As you know, we have steadily supported CMANO v1.x for six years now, with a series of major free updates. These updates provided a ton of simulation, mechanics & AI improvement, as well as content; it has been pointed out to us repeatedly that the changes/additions we’ve freely provided to CMANO easily compare to new full-price releases by other companies. However, you wouldn’t know this by comparing a screenshot from Command v1.0 to one from the current public version. Almost all the changes are “under the hood”, so to speak. With this in mind, improving the user interface and gameplay experience became a primary pillar in CMANO2’s development.

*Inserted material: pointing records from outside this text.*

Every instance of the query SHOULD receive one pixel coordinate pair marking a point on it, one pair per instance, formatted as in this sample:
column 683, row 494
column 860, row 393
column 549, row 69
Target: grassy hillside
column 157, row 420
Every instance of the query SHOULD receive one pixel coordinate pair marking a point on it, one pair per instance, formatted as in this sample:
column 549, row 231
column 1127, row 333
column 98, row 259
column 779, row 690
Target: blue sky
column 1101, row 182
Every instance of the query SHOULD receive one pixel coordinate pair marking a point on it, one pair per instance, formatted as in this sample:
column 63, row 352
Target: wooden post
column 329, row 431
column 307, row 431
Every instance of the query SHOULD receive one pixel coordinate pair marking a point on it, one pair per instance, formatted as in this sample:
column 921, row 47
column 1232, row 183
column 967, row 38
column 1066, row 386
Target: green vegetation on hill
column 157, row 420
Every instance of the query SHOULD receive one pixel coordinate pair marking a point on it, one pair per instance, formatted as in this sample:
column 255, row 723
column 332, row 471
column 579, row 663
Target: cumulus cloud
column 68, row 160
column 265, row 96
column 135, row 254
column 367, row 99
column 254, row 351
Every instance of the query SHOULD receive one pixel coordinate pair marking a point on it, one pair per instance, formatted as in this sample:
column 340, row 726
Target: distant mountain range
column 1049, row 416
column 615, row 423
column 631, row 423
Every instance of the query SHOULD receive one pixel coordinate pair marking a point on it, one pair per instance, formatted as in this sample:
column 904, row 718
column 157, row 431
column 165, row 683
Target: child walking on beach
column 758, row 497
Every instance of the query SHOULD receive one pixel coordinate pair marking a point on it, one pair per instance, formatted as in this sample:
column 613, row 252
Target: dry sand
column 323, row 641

At the same time, our market audience composition has shifted. When we initially launched Command, there was only one version, and in that single version we had to pour everything we had in our minds and wanted to share with the world, both from a “game” perspective and a “serious simulation” one. This resulted in a wonderful but slightly bipolar product that sometimes couldn’t decide if it wanted to be above all a mainstream-friendly game or a professional-oriented tool. The branching-off of a dedicated pro-oriented series has liberated us from this conundrum and allowed each path to evolve optimized for its dedicated audience. While the underlying simulation core and various data are similar (and often identical), Command-PE is now firmly a sim-first product loaded to the brim with tools for the professional user, while CMANO and now CMO/CMANO2 are first are foremost (serious) games.
Once this design focus is absorbed, several priorities naturally emerge: The game must be easier on the eyes than before. It must be more visually appealing, without losing its serious foundations. It must be easier to learn, both on the user interface and also on the basic mechanics of modern warfare. It must hold the player's hand more in the beginning. It must avoid flooding the player with information. It must make it easier for the player to find the one specific bit of information (amongst the sea of data) that he's actually looking for. It must let the player put together a basic dust-up without too much consideration for geopolitical realism and diplomatic realities. In short, while remaining a top-notch simulation, it must also become a better game.